Joseph is originally from Houston, Texas and has lived in Hicksville for 10 years.
He worked as a field organizer for Invest in Our New York. The statewide coalition is advocating for a set of six bills in the state Legislature to boost revenue by ending tax breaks for the wealthiest residents of the State.
Joseph received a master’s degree in acoustics from Pennsylvania State University and a bachelor’s degree in mathematics and physics from the University of Houston in 2006.
Joseph said if elected to the Senate, he would focus on economic inequality, renewable energy, universal health care and child care.
He said he would support a state-backed single-payer health plan for all residents, regardless of employment or immigration status.
He would advocate for the adoption of 100% renewable energy to combat climate change and said he would work to ensure the protection of the coastline.
Joseph also said the state should pass legislation to help reduce the cost of child care for families.
Joseph is supported by groups such as the Long Island Progressive Coalition and the Democratic Socialists of America of Nassau, where he served as co-chair.
During the campaign, Kaplan and Joseph clashed over several issues, including support for Israel.
Joseph opposes Kaplan’s proposed legislation to ban New York State from entering into contracts with companies that boycott Israel over issues such as its military occupation of land Palestinians want for a future state.
Joseph says Kaplan’s measure would limit the freedom of speech of boycott supporters – “even if” they are targeting “a country we love”.

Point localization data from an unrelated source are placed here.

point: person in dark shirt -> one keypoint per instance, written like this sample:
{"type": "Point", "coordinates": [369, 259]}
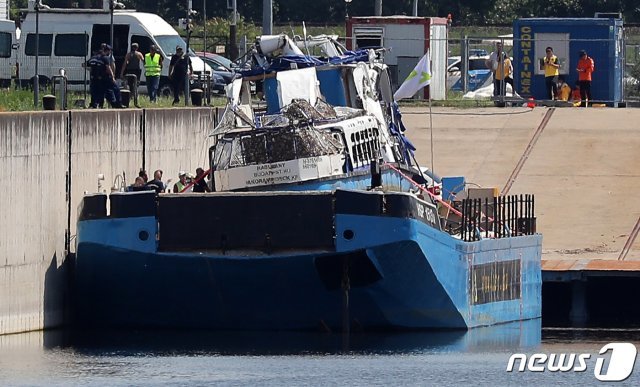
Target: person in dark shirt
{"type": "Point", "coordinates": [179, 68]}
{"type": "Point", "coordinates": [201, 184]}
{"type": "Point", "coordinates": [131, 66]}
{"type": "Point", "coordinates": [97, 66]}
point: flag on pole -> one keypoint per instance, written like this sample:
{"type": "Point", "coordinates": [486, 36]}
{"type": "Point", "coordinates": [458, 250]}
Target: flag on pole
{"type": "Point", "coordinates": [419, 78]}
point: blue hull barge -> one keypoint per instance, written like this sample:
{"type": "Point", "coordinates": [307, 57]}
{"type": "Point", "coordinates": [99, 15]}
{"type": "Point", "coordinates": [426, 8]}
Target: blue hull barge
{"type": "Point", "coordinates": [320, 219]}
{"type": "Point", "coordinates": [286, 260]}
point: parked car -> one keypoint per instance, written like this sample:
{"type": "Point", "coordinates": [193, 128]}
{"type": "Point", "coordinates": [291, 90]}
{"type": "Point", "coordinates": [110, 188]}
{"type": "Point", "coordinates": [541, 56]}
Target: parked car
{"type": "Point", "coordinates": [478, 72]}
{"type": "Point", "coordinates": [223, 67]}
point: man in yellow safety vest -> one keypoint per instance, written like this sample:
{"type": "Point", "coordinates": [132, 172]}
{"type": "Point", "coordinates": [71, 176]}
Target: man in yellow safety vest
{"type": "Point", "coordinates": [152, 70]}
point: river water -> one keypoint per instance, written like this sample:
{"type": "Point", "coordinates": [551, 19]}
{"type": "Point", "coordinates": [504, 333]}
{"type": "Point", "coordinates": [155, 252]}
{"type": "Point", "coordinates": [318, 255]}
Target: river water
{"type": "Point", "coordinates": [159, 358]}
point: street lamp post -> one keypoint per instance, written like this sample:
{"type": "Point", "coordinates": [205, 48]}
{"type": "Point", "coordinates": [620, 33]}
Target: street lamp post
{"type": "Point", "coordinates": [233, 33]}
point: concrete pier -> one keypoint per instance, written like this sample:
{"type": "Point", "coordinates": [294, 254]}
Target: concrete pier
{"type": "Point", "coordinates": [47, 161]}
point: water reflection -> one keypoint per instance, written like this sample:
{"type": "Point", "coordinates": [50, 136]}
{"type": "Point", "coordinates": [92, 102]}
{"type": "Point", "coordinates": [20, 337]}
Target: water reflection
{"type": "Point", "coordinates": [511, 336]}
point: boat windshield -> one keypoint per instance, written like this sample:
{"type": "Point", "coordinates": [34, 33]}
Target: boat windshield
{"type": "Point", "coordinates": [270, 146]}
{"type": "Point", "coordinates": [168, 44]}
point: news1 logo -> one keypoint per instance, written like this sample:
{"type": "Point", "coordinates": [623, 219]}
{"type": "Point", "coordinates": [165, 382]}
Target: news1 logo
{"type": "Point", "coordinates": [620, 364]}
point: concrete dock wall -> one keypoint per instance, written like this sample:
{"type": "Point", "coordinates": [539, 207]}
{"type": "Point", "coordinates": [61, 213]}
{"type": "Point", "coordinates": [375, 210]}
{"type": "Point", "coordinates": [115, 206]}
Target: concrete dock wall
{"type": "Point", "coordinates": [47, 161]}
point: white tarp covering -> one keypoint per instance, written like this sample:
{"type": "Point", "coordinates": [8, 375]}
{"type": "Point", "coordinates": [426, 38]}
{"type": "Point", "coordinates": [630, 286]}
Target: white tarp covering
{"type": "Point", "coordinates": [297, 84]}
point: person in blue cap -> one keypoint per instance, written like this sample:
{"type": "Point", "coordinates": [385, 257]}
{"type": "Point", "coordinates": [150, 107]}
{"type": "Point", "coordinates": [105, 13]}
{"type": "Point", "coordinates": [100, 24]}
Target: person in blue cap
{"type": "Point", "coordinates": [110, 87]}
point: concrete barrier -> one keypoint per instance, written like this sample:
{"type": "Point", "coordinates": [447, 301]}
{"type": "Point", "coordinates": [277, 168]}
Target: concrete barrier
{"type": "Point", "coordinates": [33, 218]}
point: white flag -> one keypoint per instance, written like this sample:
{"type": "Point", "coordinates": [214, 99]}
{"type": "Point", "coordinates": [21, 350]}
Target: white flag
{"type": "Point", "coordinates": [419, 78]}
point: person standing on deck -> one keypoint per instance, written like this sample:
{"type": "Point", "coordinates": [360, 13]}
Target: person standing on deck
{"type": "Point", "coordinates": [551, 69]}
{"type": "Point", "coordinates": [131, 66]}
{"type": "Point", "coordinates": [152, 70]}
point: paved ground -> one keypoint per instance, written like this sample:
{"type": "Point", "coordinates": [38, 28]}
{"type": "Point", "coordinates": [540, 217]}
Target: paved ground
{"type": "Point", "coordinates": [584, 168]}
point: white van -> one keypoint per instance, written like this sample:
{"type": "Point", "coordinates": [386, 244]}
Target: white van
{"type": "Point", "coordinates": [69, 37]}
{"type": "Point", "coordinates": [7, 52]}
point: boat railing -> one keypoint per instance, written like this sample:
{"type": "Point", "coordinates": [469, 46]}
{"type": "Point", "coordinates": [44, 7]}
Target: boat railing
{"type": "Point", "coordinates": [502, 217]}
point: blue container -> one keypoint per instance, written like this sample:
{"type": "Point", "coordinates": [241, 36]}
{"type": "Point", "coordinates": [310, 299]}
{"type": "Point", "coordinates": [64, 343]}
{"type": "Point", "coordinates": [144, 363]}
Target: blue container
{"type": "Point", "coordinates": [602, 39]}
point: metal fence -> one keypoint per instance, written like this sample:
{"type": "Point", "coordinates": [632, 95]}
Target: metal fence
{"type": "Point", "coordinates": [467, 77]}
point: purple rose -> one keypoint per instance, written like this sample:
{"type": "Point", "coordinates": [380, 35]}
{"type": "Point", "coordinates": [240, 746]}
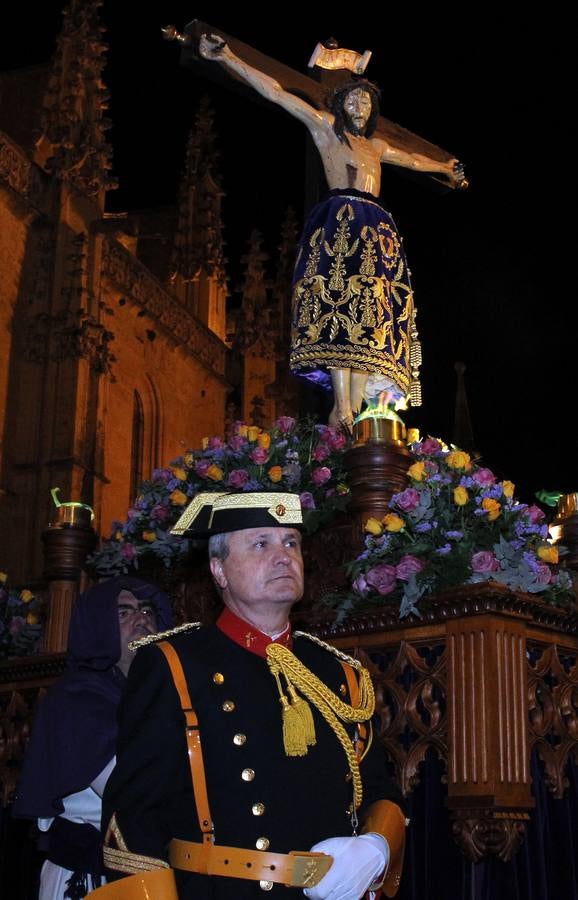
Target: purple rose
{"type": "Point", "coordinates": [382, 578]}
{"type": "Point", "coordinates": [307, 501]}
{"type": "Point", "coordinates": [159, 513]}
{"type": "Point", "coordinates": [320, 453]}
{"type": "Point", "coordinates": [321, 475]}
{"type": "Point", "coordinates": [360, 585]}
{"type": "Point", "coordinates": [535, 514]}
{"type": "Point", "coordinates": [237, 443]}
{"type": "Point", "coordinates": [238, 478]}
{"type": "Point", "coordinates": [285, 424]}
{"type": "Point", "coordinates": [430, 446]}
{"type": "Point", "coordinates": [484, 477]}
{"type": "Point", "coordinates": [259, 455]}
{"type": "Point", "coordinates": [484, 561]}
{"type": "Point", "coordinates": [408, 566]}
{"type": "Point", "coordinates": [407, 500]}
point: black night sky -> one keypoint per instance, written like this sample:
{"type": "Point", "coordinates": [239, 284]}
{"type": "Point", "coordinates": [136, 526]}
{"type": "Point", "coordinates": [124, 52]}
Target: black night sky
{"type": "Point", "coordinates": [491, 266]}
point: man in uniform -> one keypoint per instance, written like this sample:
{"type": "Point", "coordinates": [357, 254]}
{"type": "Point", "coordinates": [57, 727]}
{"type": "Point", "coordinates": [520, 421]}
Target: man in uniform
{"type": "Point", "coordinates": [242, 742]}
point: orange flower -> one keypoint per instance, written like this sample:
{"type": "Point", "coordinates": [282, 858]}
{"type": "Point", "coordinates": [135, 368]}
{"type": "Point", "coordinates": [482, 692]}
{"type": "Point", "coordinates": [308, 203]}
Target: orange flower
{"type": "Point", "coordinates": [393, 522]}
{"type": "Point", "coordinates": [548, 554]}
{"type": "Point", "coordinates": [493, 508]}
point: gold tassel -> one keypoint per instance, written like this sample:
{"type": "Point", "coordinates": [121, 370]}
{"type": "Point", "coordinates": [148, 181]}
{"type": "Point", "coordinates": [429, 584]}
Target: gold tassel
{"type": "Point", "coordinates": [293, 732]}
{"type": "Point", "coordinates": [302, 707]}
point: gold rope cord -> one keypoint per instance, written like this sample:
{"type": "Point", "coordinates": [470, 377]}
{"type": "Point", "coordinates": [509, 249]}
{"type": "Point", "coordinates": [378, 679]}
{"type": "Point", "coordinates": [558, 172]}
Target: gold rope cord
{"type": "Point", "coordinates": [298, 733]}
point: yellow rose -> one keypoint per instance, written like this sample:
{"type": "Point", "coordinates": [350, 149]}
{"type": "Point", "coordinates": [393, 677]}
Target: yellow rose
{"type": "Point", "coordinates": [417, 472]}
{"type": "Point", "coordinates": [457, 459]}
{"type": "Point", "coordinates": [508, 488]}
{"type": "Point", "coordinates": [493, 508]}
{"type": "Point", "coordinates": [393, 522]}
{"type": "Point", "coordinates": [548, 554]}
{"type": "Point", "coordinates": [461, 496]}
{"type": "Point", "coordinates": [373, 526]}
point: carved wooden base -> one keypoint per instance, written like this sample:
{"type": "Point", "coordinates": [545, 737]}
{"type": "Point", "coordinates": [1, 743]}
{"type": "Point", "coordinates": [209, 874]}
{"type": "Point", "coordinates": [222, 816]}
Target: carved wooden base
{"type": "Point", "coordinates": [480, 833]}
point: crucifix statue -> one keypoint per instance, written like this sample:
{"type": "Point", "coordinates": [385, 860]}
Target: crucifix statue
{"type": "Point", "coordinates": [353, 318]}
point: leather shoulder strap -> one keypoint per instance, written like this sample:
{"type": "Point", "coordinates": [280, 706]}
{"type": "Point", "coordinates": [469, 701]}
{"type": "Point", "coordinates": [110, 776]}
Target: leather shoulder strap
{"type": "Point", "coordinates": [193, 738]}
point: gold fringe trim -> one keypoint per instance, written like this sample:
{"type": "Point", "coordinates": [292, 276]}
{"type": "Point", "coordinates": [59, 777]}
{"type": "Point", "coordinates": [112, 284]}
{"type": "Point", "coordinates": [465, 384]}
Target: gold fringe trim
{"type": "Point", "coordinates": [298, 725]}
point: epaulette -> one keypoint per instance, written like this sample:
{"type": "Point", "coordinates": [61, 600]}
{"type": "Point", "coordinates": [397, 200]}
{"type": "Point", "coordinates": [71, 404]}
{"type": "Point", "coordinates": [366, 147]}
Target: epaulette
{"type": "Point", "coordinates": [161, 635]}
{"type": "Point", "coordinates": [338, 653]}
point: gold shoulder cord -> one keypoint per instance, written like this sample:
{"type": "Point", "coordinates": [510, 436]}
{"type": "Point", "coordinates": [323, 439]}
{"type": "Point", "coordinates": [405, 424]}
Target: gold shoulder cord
{"type": "Point", "coordinates": [298, 727]}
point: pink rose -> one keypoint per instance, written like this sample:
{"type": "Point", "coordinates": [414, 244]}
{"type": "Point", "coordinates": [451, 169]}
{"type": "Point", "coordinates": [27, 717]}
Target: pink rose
{"type": "Point", "coordinates": [321, 475]}
{"type": "Point", "coordinates": [407, 500]}
{"type": "Point", "coordinates": [430, 446]}
{"type": "Point", "coordinates": [408, 566]}
{"type": "Point", "coordinates": [484, 561]}
{"type": "Point", "coordinates": [237, 442]}
{"type": "Point", "coordinates": [307, 500]}
{"type": "Point", "coordinates": [285, 424]}
{"type": "Point", "coordinates": [360, 585]}
{"type": "Point", "coordinates": [238, 478]}
{"type": "Point", "coordinates": [484, 477]}
{"type": "Point", "coordinates": [128, 551]}
{"type": "Point", "coordinates": [321, 452]}
{"type": "Point", "coordinates": [535, 513]}
{"type": "Point", "coordinates": [382, 578]}
{"type": "Point", "coordinates": [259, 456]}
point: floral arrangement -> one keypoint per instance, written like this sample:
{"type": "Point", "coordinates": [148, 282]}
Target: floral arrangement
{"type": "Point", "coordinates": [454, 524]}
{"type": "Point", "coordinates": [293, 455]}
{"type": "Point", "coordinates": [20, 621]}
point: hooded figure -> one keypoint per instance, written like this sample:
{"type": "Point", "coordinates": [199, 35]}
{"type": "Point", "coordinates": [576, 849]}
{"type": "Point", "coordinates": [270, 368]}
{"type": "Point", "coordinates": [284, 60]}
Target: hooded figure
{"type": "Point", "coordinates": [72, 749]}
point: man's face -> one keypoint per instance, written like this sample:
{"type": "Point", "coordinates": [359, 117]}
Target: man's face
{"type": "Point", "coordinates": [264, 566]}
{"type": "Point", "coordinates": [136, 619]}
{"type": "Point", "coordinates": [357, 108]}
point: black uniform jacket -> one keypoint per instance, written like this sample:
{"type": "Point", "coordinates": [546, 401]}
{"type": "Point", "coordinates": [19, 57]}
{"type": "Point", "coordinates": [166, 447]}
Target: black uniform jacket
{"type": "Point", "coordinates": [294, 802]}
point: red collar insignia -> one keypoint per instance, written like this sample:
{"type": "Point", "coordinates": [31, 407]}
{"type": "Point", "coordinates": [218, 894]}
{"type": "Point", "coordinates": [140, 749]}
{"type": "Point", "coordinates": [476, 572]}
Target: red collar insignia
{"type": "Point", "coordinates": [247, 636]}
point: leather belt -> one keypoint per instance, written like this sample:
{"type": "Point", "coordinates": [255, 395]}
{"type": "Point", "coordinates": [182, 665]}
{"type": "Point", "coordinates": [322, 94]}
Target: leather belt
{"type": "Point", "coordinates": [295, 869]}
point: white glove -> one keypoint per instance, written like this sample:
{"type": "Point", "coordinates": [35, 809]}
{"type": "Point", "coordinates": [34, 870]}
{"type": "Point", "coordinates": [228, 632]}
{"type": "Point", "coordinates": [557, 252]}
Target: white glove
{"type": "Point", "coordinates": [357, 863]}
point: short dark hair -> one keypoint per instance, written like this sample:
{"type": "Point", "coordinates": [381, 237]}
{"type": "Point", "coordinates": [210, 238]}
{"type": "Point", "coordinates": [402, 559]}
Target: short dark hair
{"type": "Point", "coordinates": [337, 99]}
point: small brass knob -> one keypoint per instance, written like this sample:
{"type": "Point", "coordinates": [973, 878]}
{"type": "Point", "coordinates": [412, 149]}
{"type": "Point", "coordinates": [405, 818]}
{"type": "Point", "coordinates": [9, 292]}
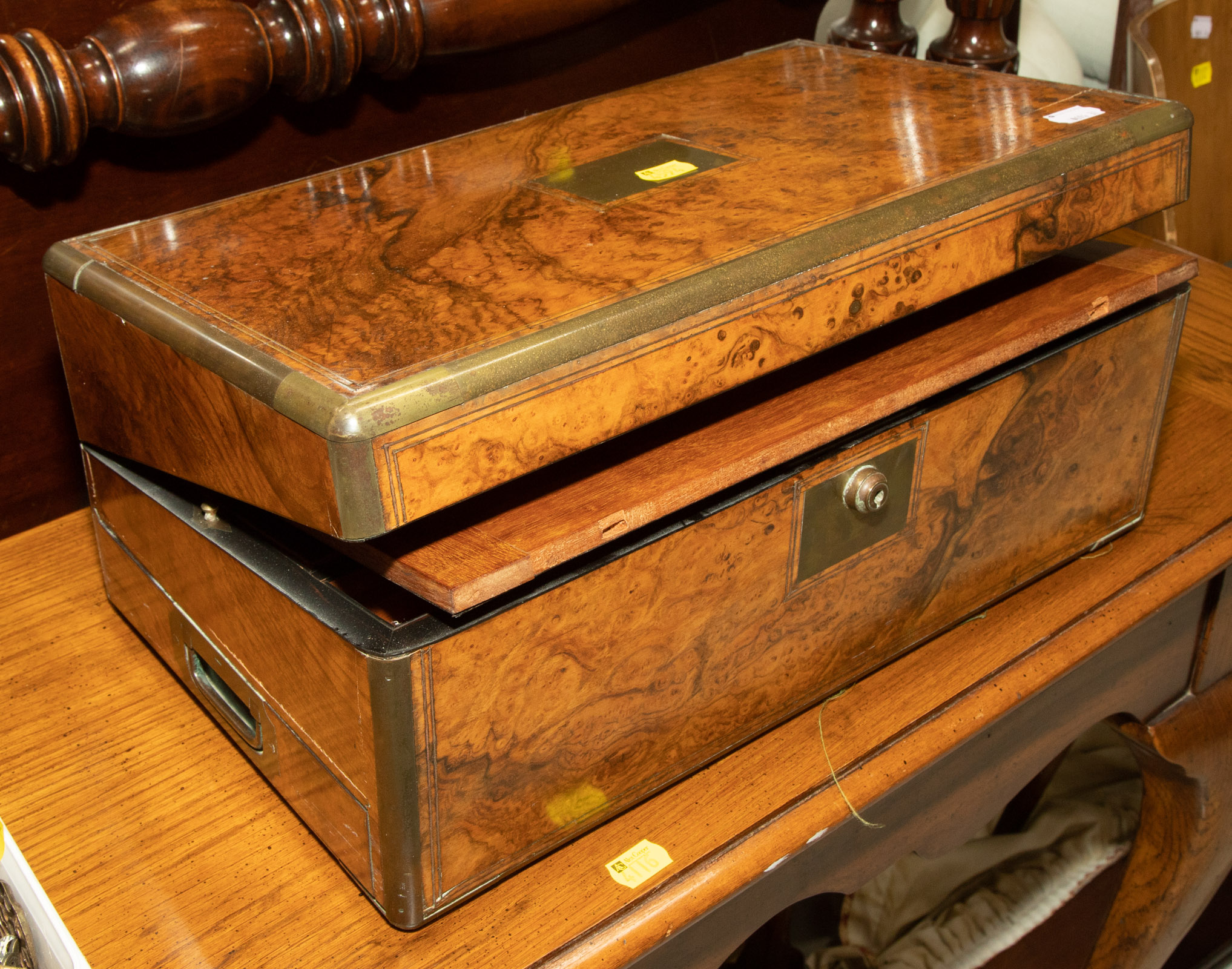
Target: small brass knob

In response to a question about foreign policy at a recent League of Women Voters debate, Kaplan said: “Israel is the only democracy in the Middle East… We have to stand strong with our friends in the Middle East and that means Israel.
MEET THE CANDIDATES:
7th Senate District Democratic Primary
Kaplan is serving a second term in the State Senate representing the 7th District. She was first elected in 2018. Kaplan serves as chair of the Senate Committee on Commerce, Economic Development and Small Business. She holds an undergraduate degree from Stern College for Women at Yeshiva University and a law degree from Benjamin N. Cardozo School of Law.
Joseph, a first-time job candidate, worked as a computer scientist, most recently focusing on artificial intelligence for a large tech company. He is originally from Houston, Texas and has lived in Hicksville for 10 years. He was a grassroots organizer for Invest in Our New York, a statewide coalition advocating for bills in the state legislature to end tax breaks for the poorest New Yorkers. rich.